Mayotte manquait déjà de tout. Le cyclone tropical Chido lui a enlevé ce qui lui restait. Des vies d’abord, à tel point que les autorités sont incapables de dire à cette heure le nombre de victimes. Paysage d’apocalypse, les bidonvilles ont été transformés en cimetières. Les toits des fragiles habitations se sont envolés comme des feuilles de papier, jetant par milliers les familles dans des rues et des chemins encombrés d’un innommable fatras d’arbres déchiquetés, de planches broyées et de tôles tordues. 

Le département le plus pauvre de la sixième puissance mondiale s’est transformé en espace fantôme de désolation et de larmes. La violence du vent, excitée par le réchauffement de l’océan, s’est vue grossie de la précarité humaine, du chômage, de la pauvreté qui frappe les trois quarts des habitants, du manque d’eau potable et du choléra. Voici qui rend ridicules les moulinets d’un ancien ministrion de l’Intérieur, du nom de Darmanin, qui, en ces lieux il y a plusieurs mois, bave aux lèvres et poigne de fer, vantait à la télévision ses mérites de destructeur de bidonvilles et de soldat-chef de la « croisade » contre les migrants. Et, l’actuel ministre, fait savoir son obsession pour l’archipel : L’immigration. Abject ! 

Ceux qui, depuis quelques heures, versent leurs petites larmes de crocodile et se font filmer la mine sombre, tantôt dans des cellules de crise, tantôt dans des déplacements mis en scène, tantôt dans des prises de parole calibrées… Tous ceux-là sont les mêmes qui ont laissé Mayotte se délabrer, s’affaisser, s’appauvrir jusqu’à la tragédie. Ce sont les mêmes qui veulent nous endormir de leurs funèbres musiques austéritaires et leurs refrains sur la nécessité d’amaigrir l’État jusqu’à l’os. 

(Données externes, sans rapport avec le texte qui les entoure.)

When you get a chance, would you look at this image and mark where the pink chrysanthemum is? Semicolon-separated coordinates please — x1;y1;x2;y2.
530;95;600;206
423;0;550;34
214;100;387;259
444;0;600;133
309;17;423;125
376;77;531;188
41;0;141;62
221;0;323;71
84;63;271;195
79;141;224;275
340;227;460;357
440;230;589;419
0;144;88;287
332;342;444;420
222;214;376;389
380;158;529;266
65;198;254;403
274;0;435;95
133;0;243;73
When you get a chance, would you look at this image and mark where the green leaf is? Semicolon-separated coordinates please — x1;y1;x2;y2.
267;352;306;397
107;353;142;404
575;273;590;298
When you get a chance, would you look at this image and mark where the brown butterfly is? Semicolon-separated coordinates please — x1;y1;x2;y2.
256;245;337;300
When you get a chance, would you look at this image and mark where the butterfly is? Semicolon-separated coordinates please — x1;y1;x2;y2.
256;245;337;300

Les mêmes qui ont déchiré sans les lire les rapports qui alertaient sur la nécessité de mettre en place des dispositifs de prévention des risques naturels. Les mêmes qui ont détruit les quelques structures de prévention des risques qui existaient. Les mêmes qui ont toléré la vie chère à Mayotte et refusé les convergences des droits sociaux entre les Mahorais et les autres Français. Les mêmes qui ont bloqué l’alignement du Smic et des minimas sociaux de Mamoudzou sur ceux de Paris. Ils ont sali la République qui a négligée une partie d’entre nous.

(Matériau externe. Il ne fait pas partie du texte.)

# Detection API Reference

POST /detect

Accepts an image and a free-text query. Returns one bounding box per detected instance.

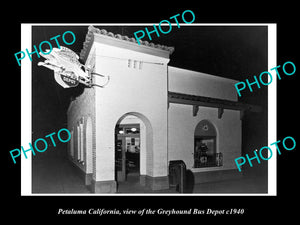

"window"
[194,120,222,168]
[70,130,74,158]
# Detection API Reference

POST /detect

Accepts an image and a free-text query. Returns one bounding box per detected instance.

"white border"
[20,23,277,196]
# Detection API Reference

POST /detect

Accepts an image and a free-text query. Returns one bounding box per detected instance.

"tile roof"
[80,25,175,59]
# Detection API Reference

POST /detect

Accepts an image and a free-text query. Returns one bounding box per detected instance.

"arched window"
[194,120,222,168]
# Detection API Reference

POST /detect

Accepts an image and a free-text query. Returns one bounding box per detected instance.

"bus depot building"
[67,26,255,193]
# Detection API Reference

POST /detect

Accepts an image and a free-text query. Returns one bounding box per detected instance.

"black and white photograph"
[2,6,299,223]
[24,23,268,194]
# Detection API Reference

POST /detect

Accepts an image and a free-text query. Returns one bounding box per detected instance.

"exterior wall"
[168,66,238,101]
[168,104,242,172]
[68,88,95,184]
[94,38,169,190]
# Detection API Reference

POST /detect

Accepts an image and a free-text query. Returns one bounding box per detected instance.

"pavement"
[32,156,267,194]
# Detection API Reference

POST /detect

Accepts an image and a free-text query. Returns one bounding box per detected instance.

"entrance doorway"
[115,121,140,182]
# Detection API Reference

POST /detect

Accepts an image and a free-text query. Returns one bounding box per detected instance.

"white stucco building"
[68,26,256,193]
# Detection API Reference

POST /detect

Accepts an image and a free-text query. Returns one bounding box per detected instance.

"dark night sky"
[32,26,267,136]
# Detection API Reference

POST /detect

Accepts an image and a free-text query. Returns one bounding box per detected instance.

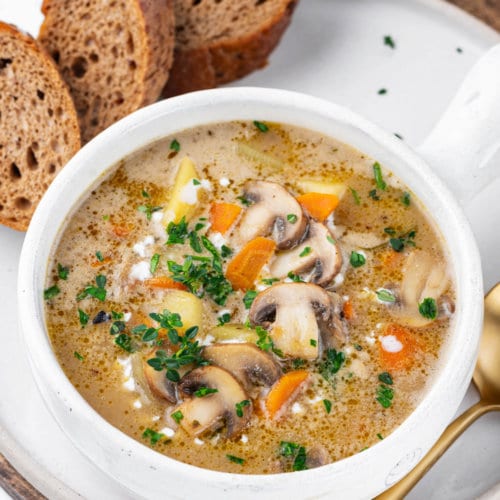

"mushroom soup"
[44,121,454,474]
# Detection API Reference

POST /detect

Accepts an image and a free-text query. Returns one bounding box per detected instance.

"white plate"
[0,0,500,500]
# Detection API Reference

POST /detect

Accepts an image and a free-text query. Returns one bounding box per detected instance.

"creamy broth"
[45,122,454,474]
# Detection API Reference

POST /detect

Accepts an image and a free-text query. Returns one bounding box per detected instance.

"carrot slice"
[266,370,309,418]
[378,323,421,370]
[226,236,276,290]
[297,193,340,222]
[210,203,241,234]
[144,276,187,290]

Du reste, ceux qui viennent au secours des populations mahoraises ne sont pas ceux qui apparaissent sur les écrans avec leurs beaux costumes et leurs mots ronflants, mais les agents publics, de l’hôpital, des écoles, de la gendarmerie, des pompiers, de l’armée, de l’équipement, des services préfectoraux aux côtés des grandes associations de solidarité. Ceux que les puissants traitent, en temps normal, de « feignasses » ont agi bien avant toute causerie et toute visite ministérielle. 

Les mêmes qui vilipendent les services publics sont ceux qui détricotent tout projet, aussi maigre soit-il, de transition environnementale, comme cela se passe en ce moment même au Parlement européen et à la Commission européenne. 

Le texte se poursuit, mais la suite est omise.